FusionRoute Enhances Multi-LLM Performance via Token-Level Collaboration
- •FusionRoute introduces a token-level framework that combines specialized experts with a lightweight router for enhanced performance.
- •The system utilizes a dual-mechanism approach that selects optimal experts while generating complementary logits to refine distributions.
- •Benchmarks on Llama-3 and Gemma-2 demonstrate that FusionRoute outperforms traditional model merging and fine-tuning in reasoning tasks.
FusionRoute addresses the efficiency-performance trade-off in large language models by moving beyond traditional sequence-level routing. Instead of relying on a single general-purpose model, it implements a token-level collaboration strategy using a lightweight router. This router performs two specific tasks at each decoding step: selecting the most appropriate domain expert and generating a complementary logit to refine the distribution.
By adding this logit to the expert's output, FusionRoute corrects the token distribution and expands the policy class of the model ensemble. Theoretical analysis demonstrates that augmenting expert selection with a trainable generator overcomes the limitations of pure expert-only routing, which is often restricted by global coverage assumptions. This allows the framework to recover optimal value functions under mild conditions while improving the accuracy of individual tokens.

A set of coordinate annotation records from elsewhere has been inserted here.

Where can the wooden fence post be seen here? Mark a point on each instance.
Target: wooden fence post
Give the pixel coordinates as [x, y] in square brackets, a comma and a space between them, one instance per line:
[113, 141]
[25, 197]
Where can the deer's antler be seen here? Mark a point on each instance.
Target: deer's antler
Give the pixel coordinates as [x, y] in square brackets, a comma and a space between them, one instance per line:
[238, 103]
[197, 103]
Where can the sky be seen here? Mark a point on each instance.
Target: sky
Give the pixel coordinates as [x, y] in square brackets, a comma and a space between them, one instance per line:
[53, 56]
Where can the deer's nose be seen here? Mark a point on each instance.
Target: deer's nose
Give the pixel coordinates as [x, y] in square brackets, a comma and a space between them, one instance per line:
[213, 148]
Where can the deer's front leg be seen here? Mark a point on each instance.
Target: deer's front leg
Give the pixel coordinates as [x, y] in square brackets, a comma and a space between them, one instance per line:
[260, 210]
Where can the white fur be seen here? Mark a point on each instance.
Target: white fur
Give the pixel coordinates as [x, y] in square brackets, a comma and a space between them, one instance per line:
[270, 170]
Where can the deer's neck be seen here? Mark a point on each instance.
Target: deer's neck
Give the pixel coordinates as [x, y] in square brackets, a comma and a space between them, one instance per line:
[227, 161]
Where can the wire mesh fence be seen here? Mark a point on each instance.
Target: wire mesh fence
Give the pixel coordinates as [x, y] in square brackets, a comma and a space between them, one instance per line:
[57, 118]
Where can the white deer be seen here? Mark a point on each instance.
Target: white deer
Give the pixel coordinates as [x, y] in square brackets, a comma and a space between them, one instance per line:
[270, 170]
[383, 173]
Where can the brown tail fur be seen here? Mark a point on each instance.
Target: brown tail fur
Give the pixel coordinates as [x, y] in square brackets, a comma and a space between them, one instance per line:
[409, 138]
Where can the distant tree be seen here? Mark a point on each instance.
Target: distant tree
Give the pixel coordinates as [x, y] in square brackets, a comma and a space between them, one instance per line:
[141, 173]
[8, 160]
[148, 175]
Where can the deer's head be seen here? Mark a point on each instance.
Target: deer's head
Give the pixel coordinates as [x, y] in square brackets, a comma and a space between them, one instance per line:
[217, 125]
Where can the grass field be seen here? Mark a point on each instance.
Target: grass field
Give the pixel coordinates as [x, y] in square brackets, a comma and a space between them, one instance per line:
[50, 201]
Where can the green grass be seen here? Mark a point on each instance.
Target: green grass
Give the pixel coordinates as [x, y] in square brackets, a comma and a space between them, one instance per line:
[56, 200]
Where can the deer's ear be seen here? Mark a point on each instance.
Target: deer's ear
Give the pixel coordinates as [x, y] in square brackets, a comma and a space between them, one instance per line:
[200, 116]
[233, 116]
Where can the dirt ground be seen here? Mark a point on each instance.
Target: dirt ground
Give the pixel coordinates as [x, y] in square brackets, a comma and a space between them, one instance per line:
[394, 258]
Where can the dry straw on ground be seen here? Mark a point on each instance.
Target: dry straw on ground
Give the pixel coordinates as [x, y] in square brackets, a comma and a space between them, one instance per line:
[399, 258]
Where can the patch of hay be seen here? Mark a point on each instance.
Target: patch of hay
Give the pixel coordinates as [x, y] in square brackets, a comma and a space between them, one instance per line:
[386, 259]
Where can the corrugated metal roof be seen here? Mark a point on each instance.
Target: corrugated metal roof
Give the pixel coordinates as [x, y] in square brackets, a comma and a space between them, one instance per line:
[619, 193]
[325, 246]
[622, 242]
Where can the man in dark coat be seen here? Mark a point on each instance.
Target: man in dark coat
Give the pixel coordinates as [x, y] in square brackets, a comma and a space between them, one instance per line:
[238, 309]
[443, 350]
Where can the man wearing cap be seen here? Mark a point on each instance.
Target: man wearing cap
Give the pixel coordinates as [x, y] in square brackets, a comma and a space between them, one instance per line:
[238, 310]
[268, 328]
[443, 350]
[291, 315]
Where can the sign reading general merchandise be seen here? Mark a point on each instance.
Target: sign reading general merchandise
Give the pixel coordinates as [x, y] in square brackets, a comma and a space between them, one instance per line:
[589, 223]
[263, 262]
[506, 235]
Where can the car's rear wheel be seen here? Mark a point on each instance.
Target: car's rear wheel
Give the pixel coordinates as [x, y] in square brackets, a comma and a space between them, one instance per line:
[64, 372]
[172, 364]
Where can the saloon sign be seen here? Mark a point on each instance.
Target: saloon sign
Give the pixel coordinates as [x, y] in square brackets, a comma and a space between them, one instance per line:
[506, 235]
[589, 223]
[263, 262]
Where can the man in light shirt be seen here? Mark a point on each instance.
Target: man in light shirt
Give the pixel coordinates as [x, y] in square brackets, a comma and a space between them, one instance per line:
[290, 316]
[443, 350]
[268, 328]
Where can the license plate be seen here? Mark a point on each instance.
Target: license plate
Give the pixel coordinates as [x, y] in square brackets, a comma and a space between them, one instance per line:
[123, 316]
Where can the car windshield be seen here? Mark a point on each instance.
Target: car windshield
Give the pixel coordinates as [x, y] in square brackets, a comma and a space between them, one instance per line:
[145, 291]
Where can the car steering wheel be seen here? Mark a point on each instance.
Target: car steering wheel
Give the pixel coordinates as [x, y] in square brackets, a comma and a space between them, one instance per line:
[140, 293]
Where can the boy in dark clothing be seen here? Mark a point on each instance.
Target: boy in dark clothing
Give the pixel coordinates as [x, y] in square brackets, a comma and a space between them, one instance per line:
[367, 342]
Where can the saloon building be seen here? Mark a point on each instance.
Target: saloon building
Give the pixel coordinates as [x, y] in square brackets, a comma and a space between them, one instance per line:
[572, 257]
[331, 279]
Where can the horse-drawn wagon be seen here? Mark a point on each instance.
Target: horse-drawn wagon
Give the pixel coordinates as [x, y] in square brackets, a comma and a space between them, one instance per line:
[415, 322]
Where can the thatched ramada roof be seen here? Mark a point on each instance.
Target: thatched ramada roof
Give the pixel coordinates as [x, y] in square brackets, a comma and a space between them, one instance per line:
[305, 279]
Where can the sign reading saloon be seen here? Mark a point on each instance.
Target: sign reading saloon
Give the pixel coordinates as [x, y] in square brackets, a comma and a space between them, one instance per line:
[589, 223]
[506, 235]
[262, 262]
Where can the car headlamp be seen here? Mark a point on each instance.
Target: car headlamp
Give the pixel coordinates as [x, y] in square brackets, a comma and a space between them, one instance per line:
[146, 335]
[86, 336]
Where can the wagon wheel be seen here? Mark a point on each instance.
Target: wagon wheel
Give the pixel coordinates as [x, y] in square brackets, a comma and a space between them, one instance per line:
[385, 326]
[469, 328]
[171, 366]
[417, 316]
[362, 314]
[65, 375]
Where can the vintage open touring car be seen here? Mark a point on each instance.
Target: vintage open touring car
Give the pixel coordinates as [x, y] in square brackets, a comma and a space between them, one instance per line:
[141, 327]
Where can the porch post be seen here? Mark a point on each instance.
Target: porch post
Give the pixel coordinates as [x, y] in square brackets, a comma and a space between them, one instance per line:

Empirical evaluations using Llama-3 and Gemma-2 show FusionRoute outperforming model merging and fine-tuning across complex math and coding tasks. The system maintains high efficiency while achieving competitive results against sequence-level collaboration models. This approach marks a significant advancement in multi-LLM orchestration, offering a more robust and scalable solution for specialized AI reasoning and high-performance inference.